Ironically, we have also had to selectively provide additional soft loans to those buyers to whom we sold our power infrastructure with a loss of over N400bn! Curiously, despite the privatisation of power, government’s sustained expenditure in the subsector still exceeds the consolidated funds brought into the subsector by the new owners of our power infrastructure.

Clearly, with the present 15% paltry allocation (including 5% from SureP) to capital expenditure, the 2015 budget cannot raise any hope of any serious remediation to our critical infrastructural deficit. Indeed, with the legislators’ current demand for almost 80% reduction in the projected SureP allocation, the net capital budget may be less that 10% of total expenditure, despite the urgent requirement for at least 50% to gradually redress the general decay.

Sadly, about 90% of all federally budgeted revenue in 2015 will simply be consumed in running the civil service; surprisingly, inspite of the savings from the alleged thousands of ghost workers so far weeded out of government service, the recurrent budget still continues to increase while the capital budget contracts; surely, such an inverse strategy will never transform us into a first world country.

However, the other serious threats to the success of the 2015 budget relate to the adopted benchmark for crude oil price, the Naira exchange rate and uncaged inflation. It is not clear if the Minister of Finance and the Budget office will stick to the proposed benchmark of $65/barrel before the recent crash below $50/barrel.

Nonetheless, if the  more cautious benchmark of $52/barrel proposed by the Legislators is ultimately adopted, then, the budget as it currently stands would become worthless, and the Minister of Finance would need to revisit   the drawing board to produce fresh income and expenditure estimates for the year 2015’.

Expectedly, the protracted nature of such review may make budget enactment a challenge until after the elections in April, unless of course, unfolding opportunities for self enrichment induce the hurried passage of a clearly inchoate budget by the Legislators. Either way, the net product, will be the attendant social misery nationwide.

Certainly, the massive over 20% devaluation of the Naira was certainly not factored into the 2015 budget.
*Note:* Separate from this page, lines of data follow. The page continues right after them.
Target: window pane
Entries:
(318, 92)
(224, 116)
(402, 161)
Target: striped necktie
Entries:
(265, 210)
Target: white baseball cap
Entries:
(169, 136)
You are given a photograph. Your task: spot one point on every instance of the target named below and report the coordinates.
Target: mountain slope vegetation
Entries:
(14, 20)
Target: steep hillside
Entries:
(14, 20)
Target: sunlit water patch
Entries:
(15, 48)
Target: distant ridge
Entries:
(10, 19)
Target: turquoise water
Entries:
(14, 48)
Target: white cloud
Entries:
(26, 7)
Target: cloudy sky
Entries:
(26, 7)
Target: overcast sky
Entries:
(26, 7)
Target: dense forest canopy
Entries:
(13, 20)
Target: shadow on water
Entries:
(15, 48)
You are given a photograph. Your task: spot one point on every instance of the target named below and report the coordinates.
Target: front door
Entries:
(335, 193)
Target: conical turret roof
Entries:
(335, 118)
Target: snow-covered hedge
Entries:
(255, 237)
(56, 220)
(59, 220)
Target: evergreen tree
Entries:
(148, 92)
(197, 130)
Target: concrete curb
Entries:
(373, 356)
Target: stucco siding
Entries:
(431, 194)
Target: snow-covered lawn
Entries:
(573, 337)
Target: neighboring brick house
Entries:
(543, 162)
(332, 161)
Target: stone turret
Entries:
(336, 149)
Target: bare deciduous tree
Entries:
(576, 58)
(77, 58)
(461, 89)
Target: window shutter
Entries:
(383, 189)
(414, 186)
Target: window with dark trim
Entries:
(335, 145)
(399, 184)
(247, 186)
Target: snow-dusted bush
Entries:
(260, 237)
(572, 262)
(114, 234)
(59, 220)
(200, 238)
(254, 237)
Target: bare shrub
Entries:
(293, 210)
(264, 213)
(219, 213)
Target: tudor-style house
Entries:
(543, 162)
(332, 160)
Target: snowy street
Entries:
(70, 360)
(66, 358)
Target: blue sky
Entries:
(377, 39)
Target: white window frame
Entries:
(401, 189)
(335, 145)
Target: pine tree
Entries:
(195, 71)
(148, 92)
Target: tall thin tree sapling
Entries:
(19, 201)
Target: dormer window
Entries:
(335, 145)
Indeed, even if, inspite of low crude prices, a paltry 10% capital vote below N500bn is realisable, the sizeable import component of infrastructure expenditure, may actually further shrink because of the 20% plus devaluation and constrain any hope of infrastructural improvement.

Incidentally, if low crude prices persist through 2015, almost 50% of budget revenue will be wiped off to create severe challenges for the implementation of the already paltry recurrent and capital budgets. In this event, government would incur further debts at atrocious interest rates in order to fund the N1 trillion deficit in the Federal budget, which sadly, is predominantly consumption oriented.

It is really a sad day, if inspite of our bountiful resources, we still have to borrow irresponsibly just to fund our appetite for consumption rather than make a serious commitment to social and infrastructural remediation. Nonetheless, just because civil servants and political office holders still earn the nominal values of their incomes and allowances will not totally shield them from the austerity budget.

This is because Naira devaluation will push up prices and fuel inflation beyond 10%, and this will also have serious consequences for the purchasing power of all income earners. In other words even if your salary or usual income does not change nominally, it will inevitably begin to buy less and less.

Thus, unless, there is a commensurate annual increase in salaries and incomes in the face of inflation, the net result is that consumer demand will contract as people involuntarily cut down on their basic needs and endure poverty, with disastrous consequences for manufacturers and suppliers of consumer goods and services and ultimately for employment opportunities.